Something weird is happening with LLMs and chess
What’s surprising about chess and LLMs here
- Most models in the experiment play very weak chess, even against the lowest Stockfish level.
- One exception:
gpt-3.5-turbo-instructplays surprisingly well (roughly mid–amateur level in multiple users’ experience), and much better than newer or larger models from the same vendor and most open models. - Other experiments linked in the thread independently find the same outlier: 3.5‑turbo‑instruct has unusually strong, mostly‑legal play; other GPT models often blunder or propose illegal moves.
Hypotheses for why 3.5-turbo-instruct is good
- Extra chess data / fine‑tuning:
- Likely trained on many PGNs, possibly with targeted fine‑tuning or RLHF on strong moves and puzzles.

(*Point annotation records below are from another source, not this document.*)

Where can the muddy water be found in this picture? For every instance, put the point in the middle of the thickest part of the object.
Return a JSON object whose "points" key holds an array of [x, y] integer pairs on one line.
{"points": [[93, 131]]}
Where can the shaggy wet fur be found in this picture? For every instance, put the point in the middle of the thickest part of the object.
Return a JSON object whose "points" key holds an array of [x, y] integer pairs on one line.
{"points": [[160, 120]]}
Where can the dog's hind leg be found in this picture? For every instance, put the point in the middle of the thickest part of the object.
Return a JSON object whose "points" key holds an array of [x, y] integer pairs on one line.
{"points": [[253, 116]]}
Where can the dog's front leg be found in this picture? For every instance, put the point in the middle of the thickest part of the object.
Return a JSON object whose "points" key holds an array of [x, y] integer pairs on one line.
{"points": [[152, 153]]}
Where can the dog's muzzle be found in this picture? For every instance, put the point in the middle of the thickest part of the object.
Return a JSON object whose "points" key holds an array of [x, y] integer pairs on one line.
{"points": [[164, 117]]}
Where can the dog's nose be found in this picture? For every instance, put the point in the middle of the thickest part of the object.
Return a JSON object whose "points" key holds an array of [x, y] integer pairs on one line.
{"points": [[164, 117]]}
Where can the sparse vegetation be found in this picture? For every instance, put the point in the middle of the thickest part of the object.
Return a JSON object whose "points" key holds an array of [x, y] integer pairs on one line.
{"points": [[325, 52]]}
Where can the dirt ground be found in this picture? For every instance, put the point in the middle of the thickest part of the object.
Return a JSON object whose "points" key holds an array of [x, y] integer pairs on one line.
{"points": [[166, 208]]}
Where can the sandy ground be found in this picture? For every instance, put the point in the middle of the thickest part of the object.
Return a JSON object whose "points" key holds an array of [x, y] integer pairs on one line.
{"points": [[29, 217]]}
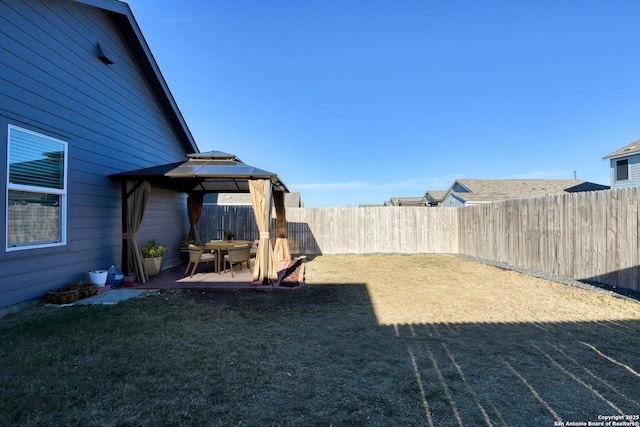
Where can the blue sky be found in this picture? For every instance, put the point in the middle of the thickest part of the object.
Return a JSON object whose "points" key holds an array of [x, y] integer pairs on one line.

- Fits with vendor documentation mentioning chess PGNs (≥1800 Elo games) in pretraining for at least one model family.
- Prompt / interface effects:
- 3.5‑turbo‑instruct works as a text completion model; when prompted to continue PGN exactly, performance jumps.
- Chat-format models fare much worse; performance is extremely sensitive to notation, spaces, and using PGN vs English.
- No external engine:
- Evidence cited against a hidden chess engine: sensitivity to notation/history, illegal moves still occurring, logprob inspection, and behavior unlike classical engines.
- Hidden engine / “cheating” theory:
- Some argue a closed model might call a simple ~1800 Elo engine via tools, citing the vendor’s incentives and past overhyped demos.
- Counterpoints stress complexity, low payoff, and employee claims there is no such special casing.
Evaluation and reproducibility concerns
- Open models were quantized (Q5_K_M), which likely degrades play relative to full-precision closed models.
- Temperature, sampling, grammar constraints, and resampling up to 10 times were used; these choices may heavily affect strength.
- Different Stockfish versions and difficulty presets lead to conflicting replication attempts; some cannot reproduce “beats Stockfish” at all.
- Commenters note small trial counts, limited hyperparameter sweeps, and that the author later hints they found a mundane explanation not yet disclosed.
Broader debates: tokenization and reasoning
- Long subthread on whether LLM failures at counting, letter-count tasks, and chess are mainly:
- Tokenization artifacts (e.g., “strawberry” as multi-token, integers not digitwise), or
- Fundamental transformer limitations on sequential/algorithmic reasoning, mitigated by chain-of-thought prompting.
- Others discuss alternative tokenization (character/byte-level, multi-tokenization schemes), but note severe cost and context tradeoffs and limited empirical gains so far.
Bigger-picture reflections
- Some see chess weakness as expected: LLMs are sequence models, not planners or search engines.
- Others note that strong 3.5‑instruct play and specialized transformer-based chess engines show transformers can encode nontrivial world models for formal games.
- Several warn that benchmarks like chess will likely be directly optimized for in future models, blurring the line between “emergent ability” and targeted training.